Self fertilization in a female crocodile the worlds first case

Self fertilization in a female crocodile, the world’s first case in this reptile

In January 2018, at Parque Reptilaria in Costa Rica, they were surprised when an 18-year-old female American crocodile (Crocodylus acutus), not to be confused with the alligator, laid an egg: strange but not unusual. However, they were amazed to discover that inside was a fully developed fetus, which died before it could break open the shell. The surprise was due to the fact that the female, who entered the reptile house when she was two years old, was always kept separate from male specimens of her species. So she couldn’t have been fertilized.

parthenogenesis

As a result, experts from Virginia Polytechnic were called in to investigate the case. They have now published the results in Biology Letters, a journal of the Royal Society. The genome of the crocodile fetus was 99.9% identical to that of the mother, so it was a clone of it. So there could only be one answer: the mother self-fertilized or, in biological terms, it was optional parthenogenesis in vertebrates. It is the first time in the world that it has been documented in crocodiles. It has been previously reported in snakes (pythons, boas), lizards, some bird species (turkey, California condor) and in the fish subclass that includes sharks. Rays and torpedoes. Parthenogenesis in vertebrates is also called “virgin birth”.

The reasons

According to the researchers, similar cases could occur more frequently in crocodiles, but so far they have always gone unnoticed. Biologists are not sure what causes virgin births in vertebrates. One accepted hypothesis is that species capable of parthenogenesis resort to this possibility when threatened with extinction.

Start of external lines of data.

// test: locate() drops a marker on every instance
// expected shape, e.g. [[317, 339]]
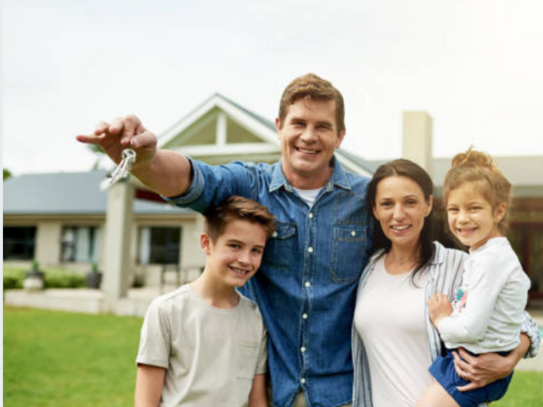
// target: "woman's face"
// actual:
[[400, 208]]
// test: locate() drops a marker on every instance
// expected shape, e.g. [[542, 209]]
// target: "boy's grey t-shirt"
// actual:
[[211, 355]]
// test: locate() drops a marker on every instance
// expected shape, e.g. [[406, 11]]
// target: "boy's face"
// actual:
[[236, 254]]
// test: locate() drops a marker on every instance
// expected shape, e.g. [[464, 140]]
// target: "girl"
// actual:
[[393, 340], [486, 315]]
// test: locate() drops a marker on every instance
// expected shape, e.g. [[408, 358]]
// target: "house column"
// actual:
[[417, 139], [117, 248]]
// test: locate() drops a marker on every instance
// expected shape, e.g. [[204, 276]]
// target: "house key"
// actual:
[[123, 169]]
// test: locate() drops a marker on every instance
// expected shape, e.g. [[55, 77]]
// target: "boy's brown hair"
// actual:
[[237, 208], [312, 87]]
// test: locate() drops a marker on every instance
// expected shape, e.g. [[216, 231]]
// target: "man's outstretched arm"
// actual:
[[165, 172]]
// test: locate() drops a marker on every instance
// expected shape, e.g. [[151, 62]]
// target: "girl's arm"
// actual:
[[258, 398]]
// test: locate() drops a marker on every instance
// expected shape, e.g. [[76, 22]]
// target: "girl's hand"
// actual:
[[439, 307]]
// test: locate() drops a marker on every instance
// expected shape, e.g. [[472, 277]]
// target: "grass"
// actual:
[[55, 277], [525, 390], [59, 359]]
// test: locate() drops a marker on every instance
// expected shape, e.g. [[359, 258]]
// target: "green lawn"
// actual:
[[59, 359]]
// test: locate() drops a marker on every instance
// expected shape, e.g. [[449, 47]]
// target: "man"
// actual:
[[306, 286]]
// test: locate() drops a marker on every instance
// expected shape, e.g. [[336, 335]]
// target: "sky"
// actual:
[[474, 66]]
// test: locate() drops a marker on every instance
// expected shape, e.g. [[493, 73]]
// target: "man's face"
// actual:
[[309, 136]]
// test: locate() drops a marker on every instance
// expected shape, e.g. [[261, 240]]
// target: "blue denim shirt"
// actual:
[[306, 285]]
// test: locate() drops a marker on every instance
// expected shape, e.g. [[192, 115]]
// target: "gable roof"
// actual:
[[256, 124], [76, 193], [267, 149]]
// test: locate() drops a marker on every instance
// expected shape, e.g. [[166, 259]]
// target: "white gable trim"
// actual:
[[228, 149], [242, 118]]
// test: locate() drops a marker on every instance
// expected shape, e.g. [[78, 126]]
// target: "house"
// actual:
[[63, 218]]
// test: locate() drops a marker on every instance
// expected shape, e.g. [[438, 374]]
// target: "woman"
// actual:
[[393, 339]]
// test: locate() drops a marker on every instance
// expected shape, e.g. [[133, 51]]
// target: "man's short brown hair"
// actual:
[[237, 208], [312, 87]]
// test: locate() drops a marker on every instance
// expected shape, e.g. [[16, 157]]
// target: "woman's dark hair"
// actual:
[[402, 168]]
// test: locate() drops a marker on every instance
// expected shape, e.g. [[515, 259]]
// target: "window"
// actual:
[[159, 245], [80, 244], [19, 243]]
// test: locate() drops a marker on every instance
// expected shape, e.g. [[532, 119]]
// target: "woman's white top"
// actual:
[[390, 319]]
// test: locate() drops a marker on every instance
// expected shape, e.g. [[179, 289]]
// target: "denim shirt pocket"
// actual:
[[278, 250], [348, 256]]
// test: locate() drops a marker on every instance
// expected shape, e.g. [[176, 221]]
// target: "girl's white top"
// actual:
[[488, 312]]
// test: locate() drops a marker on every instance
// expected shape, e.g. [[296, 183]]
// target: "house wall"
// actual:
[[48, 242]]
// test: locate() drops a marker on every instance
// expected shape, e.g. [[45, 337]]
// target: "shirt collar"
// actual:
[[338, 178]]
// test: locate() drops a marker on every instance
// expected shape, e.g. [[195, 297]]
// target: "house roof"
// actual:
[[76, 193], [262, 128]]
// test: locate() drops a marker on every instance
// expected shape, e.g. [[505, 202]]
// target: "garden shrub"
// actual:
[[54, 278]]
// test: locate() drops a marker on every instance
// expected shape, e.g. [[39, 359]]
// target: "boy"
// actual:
[[205, 344]]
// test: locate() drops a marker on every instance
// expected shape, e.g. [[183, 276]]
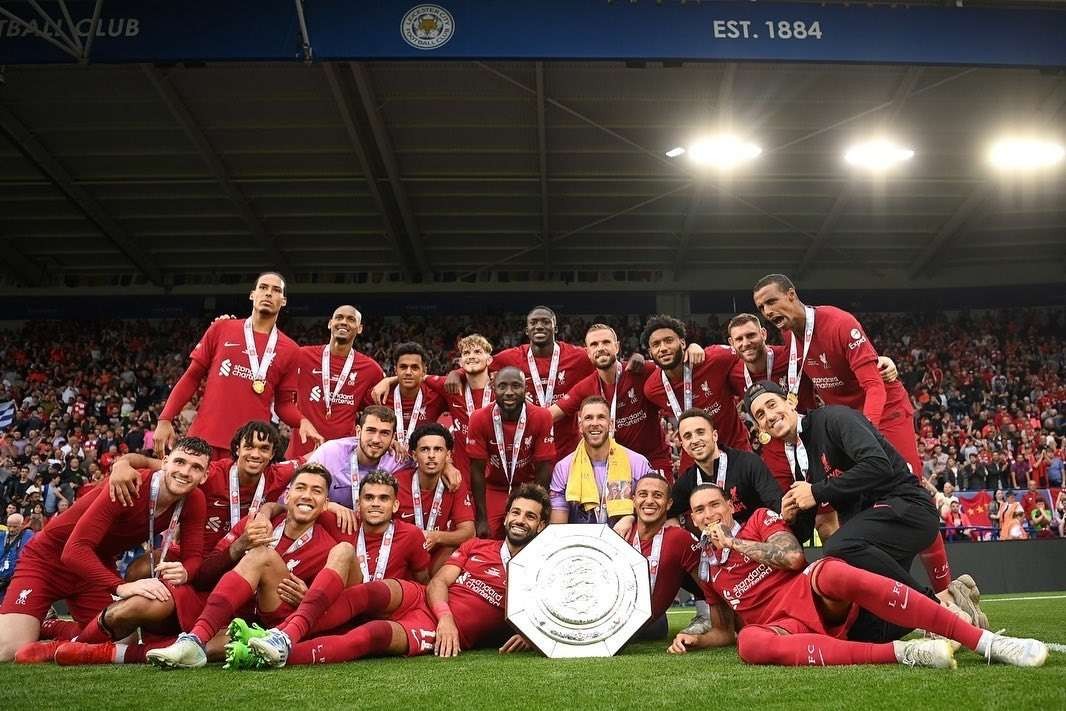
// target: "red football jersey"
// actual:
[[216, 491], [636, 422], [96, 530], [574, 366], [773, 453], [536, 446], [478, 596], [352, 397], [455, 506], [838, 346], [750, 587], [710, 391], [228, 400], [304, 562], [407, 555], [676, 558]]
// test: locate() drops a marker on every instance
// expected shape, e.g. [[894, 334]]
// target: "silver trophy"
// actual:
[[578, 590]]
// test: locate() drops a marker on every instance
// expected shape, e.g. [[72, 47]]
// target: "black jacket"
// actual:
[[852, 465]]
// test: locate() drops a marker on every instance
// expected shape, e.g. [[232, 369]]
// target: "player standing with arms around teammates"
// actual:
[[246, 367], [333, 381], [829, 346]]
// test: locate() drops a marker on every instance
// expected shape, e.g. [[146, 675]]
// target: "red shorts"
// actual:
[[796, 612], [35, 586], [414, 615]]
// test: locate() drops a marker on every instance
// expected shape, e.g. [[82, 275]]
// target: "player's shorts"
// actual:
[[35, 586], [795, 610], [414, 615]]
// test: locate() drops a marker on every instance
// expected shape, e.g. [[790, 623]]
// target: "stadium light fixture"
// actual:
[[1024, 154], [722, 151], [877, 155]]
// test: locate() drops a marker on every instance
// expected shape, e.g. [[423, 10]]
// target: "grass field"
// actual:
[[643, 676]]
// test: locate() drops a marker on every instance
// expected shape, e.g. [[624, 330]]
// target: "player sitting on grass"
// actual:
[[459, 609], [798, 615]]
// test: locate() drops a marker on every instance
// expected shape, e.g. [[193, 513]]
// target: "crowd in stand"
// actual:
[[989, 391]]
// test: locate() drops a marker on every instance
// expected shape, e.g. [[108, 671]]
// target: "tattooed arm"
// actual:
[[781, 551]]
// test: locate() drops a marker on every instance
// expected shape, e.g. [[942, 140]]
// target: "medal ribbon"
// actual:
[[259, 369], [544, 394], [796, 373], [657, 549], [687, 388], [235, 497], [509, 467], [172, 528], [275, 538], [416, 499], [404, 432], [327, 396], [383, 554]]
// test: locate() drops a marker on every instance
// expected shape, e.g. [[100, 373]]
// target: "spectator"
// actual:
[[13, 539], [1013, 519]]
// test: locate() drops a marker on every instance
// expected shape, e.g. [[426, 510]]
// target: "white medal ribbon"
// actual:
[[687, 390], [416, 499], [172, 528], [708, 556], [486, 398], [404, 432], [796, 452], [383, 554], [795, 374], [235, 497], [275, 538], [657, 549], [614, 399], [720, 474], [259, 369], [509, 467], [770, 370], [330, 396], [544, 394]]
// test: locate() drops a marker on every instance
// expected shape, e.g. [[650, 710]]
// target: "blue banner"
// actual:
[[268, 30]]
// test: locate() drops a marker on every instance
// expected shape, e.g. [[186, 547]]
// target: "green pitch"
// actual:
[[642, 677]]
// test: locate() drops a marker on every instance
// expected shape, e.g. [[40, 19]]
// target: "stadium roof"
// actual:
[[446, 171]]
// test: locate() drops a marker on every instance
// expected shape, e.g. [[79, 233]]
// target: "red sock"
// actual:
[[760, 645], [231, 592], [371, 599], [935, 562], [324, 591], [134, 653], [94, 632], [59, 629], [892, 601], [374, 637]]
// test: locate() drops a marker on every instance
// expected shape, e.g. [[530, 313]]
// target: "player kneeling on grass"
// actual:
[[459, 609], [798, 615], [272, 558]]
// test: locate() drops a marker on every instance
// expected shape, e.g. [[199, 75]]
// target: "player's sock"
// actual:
[[53, 628], [759, 645], [935, 562], [231, 592], [324, 591], [95, 631], [892, 601], [370, 599], [374, 637]]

But the possibility of parthenogenesis must be a trait that evolved in a very ancient common ancestor in the reptilian lineage, given that the crocodile lineage split from the snake-lizard lineage 267 to 312 million years ago, when the dinosaur evolutionary lineage was discovered and then transmitted to birds.

Gender is determined by temperature

Crocodiles lack the gene for the sex of the unborn child, which is instead determined by the temperature at which the eggs mature. As the researchers at Virginia Polytechnic report, only females are born in the American crocodile at temperatures below 30 degrees and over 35 from the eggs, at temperatures around 31.5% most of the born males are.